3.2-7

3.2-7 Prove by induction that the i th Fibonacci number satisfies the equality $$F_i = {\theta^i - \widehat{\theta}^i \over\sqrt5}$$ where $\theta$ is the golden ratio and $\widehat{\theta}$ is its conjugate.
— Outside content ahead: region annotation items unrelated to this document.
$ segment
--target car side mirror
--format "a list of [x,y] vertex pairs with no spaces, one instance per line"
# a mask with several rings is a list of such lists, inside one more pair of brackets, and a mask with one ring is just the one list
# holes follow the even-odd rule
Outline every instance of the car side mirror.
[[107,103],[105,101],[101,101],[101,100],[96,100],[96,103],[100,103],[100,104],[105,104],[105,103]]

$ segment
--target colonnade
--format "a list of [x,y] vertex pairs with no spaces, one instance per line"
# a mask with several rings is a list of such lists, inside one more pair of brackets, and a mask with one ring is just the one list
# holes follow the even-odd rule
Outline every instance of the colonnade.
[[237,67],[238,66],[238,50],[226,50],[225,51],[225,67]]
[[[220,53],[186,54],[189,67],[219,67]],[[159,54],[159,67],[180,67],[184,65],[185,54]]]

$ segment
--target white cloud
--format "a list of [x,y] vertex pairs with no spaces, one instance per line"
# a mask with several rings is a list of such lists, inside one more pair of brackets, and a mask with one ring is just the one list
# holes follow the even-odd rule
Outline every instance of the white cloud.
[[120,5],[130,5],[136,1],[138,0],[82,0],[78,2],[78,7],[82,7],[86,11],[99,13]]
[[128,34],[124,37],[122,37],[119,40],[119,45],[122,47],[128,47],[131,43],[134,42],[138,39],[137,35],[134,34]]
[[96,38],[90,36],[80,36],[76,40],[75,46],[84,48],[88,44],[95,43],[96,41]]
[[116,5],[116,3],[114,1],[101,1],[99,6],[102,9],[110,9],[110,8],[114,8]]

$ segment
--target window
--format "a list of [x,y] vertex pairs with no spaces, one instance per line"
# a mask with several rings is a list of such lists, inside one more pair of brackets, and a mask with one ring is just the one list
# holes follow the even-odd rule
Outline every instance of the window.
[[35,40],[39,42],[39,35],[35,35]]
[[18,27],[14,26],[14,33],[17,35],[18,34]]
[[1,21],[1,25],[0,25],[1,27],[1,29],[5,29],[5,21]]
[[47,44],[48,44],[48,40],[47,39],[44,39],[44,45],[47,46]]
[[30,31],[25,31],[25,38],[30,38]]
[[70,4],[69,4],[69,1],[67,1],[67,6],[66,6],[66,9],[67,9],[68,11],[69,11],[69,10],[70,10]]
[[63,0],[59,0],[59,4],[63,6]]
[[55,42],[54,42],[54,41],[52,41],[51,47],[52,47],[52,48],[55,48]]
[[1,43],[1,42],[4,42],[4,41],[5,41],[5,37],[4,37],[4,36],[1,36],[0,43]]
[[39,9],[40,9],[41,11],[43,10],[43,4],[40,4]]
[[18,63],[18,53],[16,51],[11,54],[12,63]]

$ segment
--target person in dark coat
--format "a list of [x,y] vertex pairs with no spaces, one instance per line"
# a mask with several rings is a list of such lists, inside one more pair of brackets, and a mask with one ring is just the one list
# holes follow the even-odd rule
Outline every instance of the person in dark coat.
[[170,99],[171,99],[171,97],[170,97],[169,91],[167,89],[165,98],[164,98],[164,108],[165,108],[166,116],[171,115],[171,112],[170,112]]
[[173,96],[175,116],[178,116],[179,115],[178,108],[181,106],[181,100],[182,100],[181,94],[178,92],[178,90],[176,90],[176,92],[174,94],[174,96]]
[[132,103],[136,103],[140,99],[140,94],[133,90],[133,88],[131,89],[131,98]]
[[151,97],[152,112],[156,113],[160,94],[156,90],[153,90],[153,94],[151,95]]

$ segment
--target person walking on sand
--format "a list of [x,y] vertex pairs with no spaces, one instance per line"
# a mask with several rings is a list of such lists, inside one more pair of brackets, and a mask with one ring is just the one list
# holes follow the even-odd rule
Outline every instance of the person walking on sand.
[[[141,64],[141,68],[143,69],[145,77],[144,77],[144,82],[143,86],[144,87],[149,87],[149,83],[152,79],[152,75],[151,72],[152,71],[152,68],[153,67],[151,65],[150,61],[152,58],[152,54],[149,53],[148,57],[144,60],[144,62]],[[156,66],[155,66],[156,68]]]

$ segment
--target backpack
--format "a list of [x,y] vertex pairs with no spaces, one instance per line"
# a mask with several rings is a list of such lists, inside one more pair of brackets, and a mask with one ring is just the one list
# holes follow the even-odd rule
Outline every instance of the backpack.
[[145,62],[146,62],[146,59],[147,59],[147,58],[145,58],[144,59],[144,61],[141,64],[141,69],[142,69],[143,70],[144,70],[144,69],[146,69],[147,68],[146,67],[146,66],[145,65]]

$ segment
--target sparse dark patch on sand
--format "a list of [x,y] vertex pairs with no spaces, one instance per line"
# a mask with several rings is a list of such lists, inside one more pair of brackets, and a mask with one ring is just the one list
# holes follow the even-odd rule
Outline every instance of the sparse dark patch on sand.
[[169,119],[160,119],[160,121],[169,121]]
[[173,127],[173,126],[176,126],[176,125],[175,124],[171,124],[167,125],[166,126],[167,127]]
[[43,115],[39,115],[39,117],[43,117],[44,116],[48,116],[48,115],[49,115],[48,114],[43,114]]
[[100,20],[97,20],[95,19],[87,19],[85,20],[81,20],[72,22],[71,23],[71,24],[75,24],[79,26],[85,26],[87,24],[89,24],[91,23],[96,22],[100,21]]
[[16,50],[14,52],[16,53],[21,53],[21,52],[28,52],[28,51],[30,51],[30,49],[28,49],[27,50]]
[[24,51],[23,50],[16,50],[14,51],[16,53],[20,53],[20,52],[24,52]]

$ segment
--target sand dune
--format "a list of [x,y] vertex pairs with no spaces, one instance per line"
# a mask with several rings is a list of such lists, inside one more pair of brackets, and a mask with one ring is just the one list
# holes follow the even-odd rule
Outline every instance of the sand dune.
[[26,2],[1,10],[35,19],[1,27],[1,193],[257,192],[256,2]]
Solution: $$x^2 = x -1$$ Roots of the above equation are golden ratio and conjugate substituting roots in the equation $$\theta^2 = \theta+1$$ multiplying both sides of the equation with $\theta^{k}$ $$\theta^{k+2} = \theta^{k+1}+\theta^{k} $$ which is true for conjugate as well $$\widehat{\theta}^{k+2} = \widehat{\theta}^{k+1}+\widehat{\theta}^k $$ Lets suppose \begin{equation}\label{eq:1} F(k) = {\theta^k - \widehat{\theta}^k \over\sqrt5} \end{equation} and \begin{equation}\label{eq:2} F(k+1) = {\theta^{k+1} - \widehat{\theta}^{k+1} \over\sqrt5} \end{equation} factorial of number can be defined by the following equation $$F(n) = F(n-1)+F(n-2)$$ The factorial of a number $ F(k+2)$ is $$F(k+2) = F(k+1)+F(k)$$ substituting $F(k+1)$ and $F(k)$ from above assumptions (\ref{eq:1}) and (\ref{eq:2}) $$F(k+2) = {\theta^k - \widehat{\theta}^k \over\sqrt5} + {\theta^{k+1} - \widehat{\theta}^{k+1} \over\sqrt5} $$ $$F(k+2) = {\theta^k +\theta^{k+1} \over\sqrt5} - ({\widehat{\theta}^{k+1} +\widehat{\theta}^k \over\sqrt5}) $$ $$F(k+2) = {\theta^{k+2} \over\sqrt5} - ({\widehat{\theta}^{k+2}\over\sqrt5}) $$ Thus, by the mathematical induction principle, we conclude that $$F_i = {\theta^i - \widehat{\theta}^i \over\sqrt5}$$